Here's how it all went down.
Talk to any spy photographer and they'll tell stories of engineers slamming hoods on their cameras, charging at them with cars, and otherwise trying to make their lives hell (returning the favor, I suppose). Yet, as long as the photographers are in a public area what they're doing is neither illegal nor unconscionable.
The unwritten line appears to be at harming/touching. A spy photographer won't touch or hop into a car (so far as we've heard) and an engineer won't physically assault someone with a camera.
No one told the Swedish Volvo guy, who grabs Williams' camcorder in an attempt to get him to stop filming. Why would he go to such lengths to protect something as boring as an XC40? Williams gives a little insight.

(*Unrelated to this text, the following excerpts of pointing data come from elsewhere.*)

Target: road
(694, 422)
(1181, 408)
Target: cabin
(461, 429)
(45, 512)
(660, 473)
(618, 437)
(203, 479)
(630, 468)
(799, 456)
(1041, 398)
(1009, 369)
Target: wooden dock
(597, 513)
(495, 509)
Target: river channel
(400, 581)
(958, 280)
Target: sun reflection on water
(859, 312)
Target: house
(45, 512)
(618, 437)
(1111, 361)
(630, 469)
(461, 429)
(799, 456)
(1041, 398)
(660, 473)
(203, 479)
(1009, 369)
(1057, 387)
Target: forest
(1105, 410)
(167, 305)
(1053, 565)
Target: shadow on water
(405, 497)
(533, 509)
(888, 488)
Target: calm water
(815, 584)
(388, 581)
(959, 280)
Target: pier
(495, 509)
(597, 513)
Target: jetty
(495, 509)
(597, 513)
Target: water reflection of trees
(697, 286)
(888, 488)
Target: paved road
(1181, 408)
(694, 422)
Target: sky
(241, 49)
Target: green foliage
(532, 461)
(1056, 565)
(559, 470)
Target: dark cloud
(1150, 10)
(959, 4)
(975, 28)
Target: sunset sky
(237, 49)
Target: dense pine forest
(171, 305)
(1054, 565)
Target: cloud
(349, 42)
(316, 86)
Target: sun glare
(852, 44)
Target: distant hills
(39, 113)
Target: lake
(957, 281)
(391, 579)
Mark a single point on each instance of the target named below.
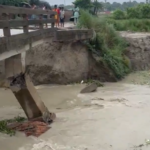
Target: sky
(67, 2)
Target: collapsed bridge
(14, 47)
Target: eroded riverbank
(116, 117)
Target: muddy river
(116, 117)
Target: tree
(34, 2)
(97, 6)
(84, 4)
(12, 2)
(118, 14)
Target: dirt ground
(116, 117)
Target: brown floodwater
(116, 117)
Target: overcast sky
(53, 2)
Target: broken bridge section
(11, 49)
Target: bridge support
(23, 89)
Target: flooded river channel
(116, 117)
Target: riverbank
(116, 117)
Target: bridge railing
(15, 44)
(11, 49)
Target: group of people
(59, 16)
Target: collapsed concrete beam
(23, 89)
(73, 35)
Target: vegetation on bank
(106, 44)
(133, 19)
(19, 3)
(137, 12)
(137, 25)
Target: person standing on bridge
(57, 15)
(62, 16)
(76, 15)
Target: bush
(141, 25)
(106, 44)
(140, 11)
(119, 14)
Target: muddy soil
(116, 117)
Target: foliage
(93, 7)
(140, 11)
(106, 44)
(12, 2)
(137, 25)
(3, 125)
(123, 6)
(34, 2)
(84, 4)
(118, 14)
(97, 6)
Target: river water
(116, 117)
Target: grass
(3, 125)
(106, 44)
(137, 25)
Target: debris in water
(89, 88)
(5, 123)
(30, 128)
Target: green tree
(97, 6)
(34, 2)
(119, 14)
(12, 2)
(84, 4)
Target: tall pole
(64, 2)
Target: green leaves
(84, 4)
(107, 44)
(119, 14)
(12, 2)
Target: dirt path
(114, 118)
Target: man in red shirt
(57, 16)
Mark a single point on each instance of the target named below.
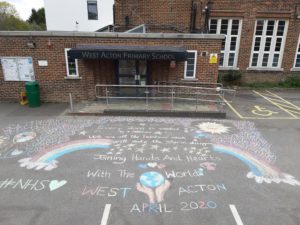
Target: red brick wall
(54, 88)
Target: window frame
(195, 66)
(296, 55)
(227, 48)
(67, 65)
(271, 53)
(87, 6)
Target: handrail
(165, 93)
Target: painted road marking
(236, 215)
(283, 105)
(232, 108)
(264, 113)
(105, 214)
(261, 111)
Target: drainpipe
(193, 17)
(207, 16)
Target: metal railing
(191, 84)
(163, 97)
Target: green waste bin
(33, 93)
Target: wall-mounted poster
(18, 69)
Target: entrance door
(132, 72)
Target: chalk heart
(55, 184)
(16, 152)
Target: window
(72, 65)
(92, 9)
(297, 60)
(230, 46)
(190, 65)
(268, 43)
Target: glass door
(131, 72)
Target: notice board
(18, 69)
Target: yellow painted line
(232, 108)
(270, 118)
(289, 103)
(274, 103)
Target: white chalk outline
(105, 214)
(236, 215)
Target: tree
(6, 9)
(38, 18)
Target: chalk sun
(213, 128)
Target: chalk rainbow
(47, 158)
(260, 170)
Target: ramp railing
(163, 97)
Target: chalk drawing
(16, 152)
(259, 170)
(213, 128)
(31, 184)
(46, 159)
(153, 183)
(55, 184)
(147, 141)
(211, 166)
(24, 137)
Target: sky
(24, 6)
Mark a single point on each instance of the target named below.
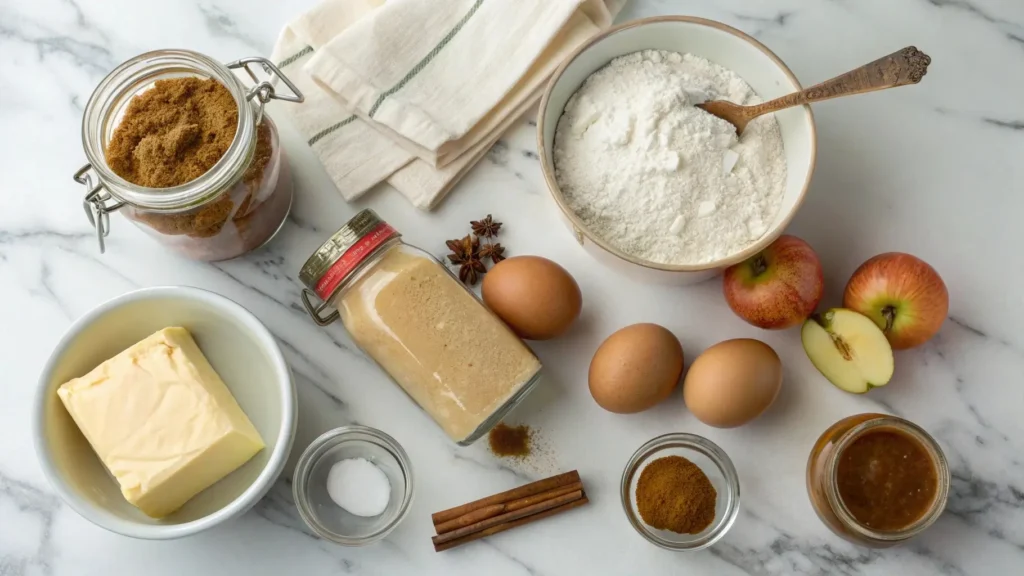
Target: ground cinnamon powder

I was filming the Volvo XC40 testing in the Rockies when the engineer lost it. He decided that I had filmed enough and wanted to break my camcorder. My wife was in the car so it made things a little interesting. After the video ends he approached my wife at which point I said "If you go near her I'll knock you out" and at that point he came to his senses.
I told him that you can't just attack people for videoing in public and told him that I knew he was here on a visa. He started apologizing and explained that he gets chewed out every time the car gets video'd/photographed, but his bosses don't understand that you can't hide a car that looks like a zebra.
I told him I wouldn't show the video to local police, and I never saw him again. I ended up having a bruise on my arm for about two weeks.
Happy ending, however, in that the zoom started working again. Just to think, car companies are now giving out "spy" photos of their cars for people like us to publish.